In a statement, the U.S. space agency said that New Horizons' next target will likely be a small Kuiper Belt object (KBO) called 2014 MU69, which lies about a billion miles beyond Pluto.

NASA still has to officially approve a mission extension for the second flyby though, which is set to happen in 2019. The agency said that while it has selected 2014 MU69 as Horizon's new target, it will conduct a detailed assessment prior to green-lighting the mission extension as part of a normal review process.

NASA scientists said that such extended mission would be less expensive compared with the prime mission albeit it is hoped to offer new and exciting science.

New Horizons carries extra fuel that would allow for a KBO flyby. Its power system can operate for more years and its communication system can also work from far beyond Pluto.

The probe's target object, which was discovered by the Hubble Space Telescope last year, is estimated to be under 30 miles in diameter or between 0.5 and 1 percent of Pluto's size.

"2014 MU69 is a great choice because it is just the kind of ancient KBO, formed where it orbits now, that the Decadal Survey desired us to fly by," said New Horizons Principal Investigator Alan Stern. "Moreover, this KBO costs less fuel to reach [than other candidate targets], leaving more fuel for the flyby, for ancillary science, and greater fuel reserves to protect against the unforeseen."

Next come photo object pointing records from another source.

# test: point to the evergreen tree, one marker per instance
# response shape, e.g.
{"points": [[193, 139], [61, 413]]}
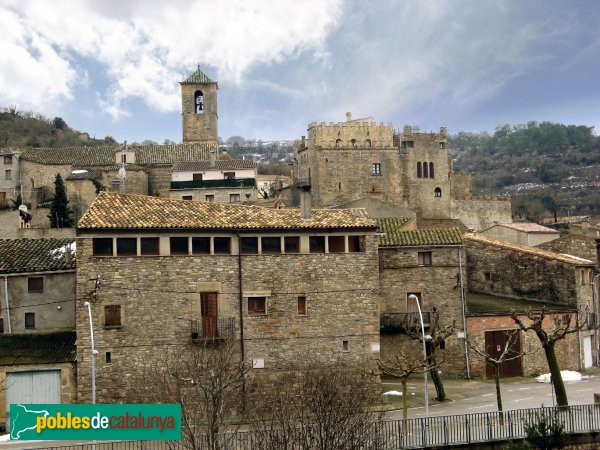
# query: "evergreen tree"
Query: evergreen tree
{"points": [[60, 213]]}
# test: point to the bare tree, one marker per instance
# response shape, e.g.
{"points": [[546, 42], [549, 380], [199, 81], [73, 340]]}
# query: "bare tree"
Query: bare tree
{"points": [[561, 327], [206, 379], [323, 408], [436, 338], [402, 367]]}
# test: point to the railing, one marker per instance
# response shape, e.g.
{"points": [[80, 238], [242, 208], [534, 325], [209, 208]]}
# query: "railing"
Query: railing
{"points": [[402, 322], [459, 430], [208, 328], [229, 183]]}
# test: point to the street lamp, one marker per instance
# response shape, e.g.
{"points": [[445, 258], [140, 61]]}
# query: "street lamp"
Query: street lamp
{"points": [[94, 352], [425, 387]]}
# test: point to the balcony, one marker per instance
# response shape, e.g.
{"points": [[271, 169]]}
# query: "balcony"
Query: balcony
{"points": [[209, 184], [212, 328], [402, 322]]}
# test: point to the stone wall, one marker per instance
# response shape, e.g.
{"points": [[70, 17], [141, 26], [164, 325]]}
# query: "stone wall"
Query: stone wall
{"points": [[159, 295]]}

Scientists believe that the objects in the Kuiper belt remained mostly unchanged since the birth of the solar system 4.6 billion years ago so they hope that these can serve as a kind of time capsule that could shed light on the formation of Earth and the solar system.

John Spencer, from the Southwest Research Institute (SwRI) in Boulder, Colorado said that detailed images and other data that the New Horizons could gather from a KBO flyby could be crucial in changing current understanding of the Kuiper Belt and KBOs.

The New Horizon's spacecraft is now 3 billion miles away from Earth; 35,323,200 miles from Pluto, and 3,096,360,000 miles from the sun. For better visualization, the Johns Hopkins University Applied Physics Laboratory provides computer-generated images of the current location of the spacecraft.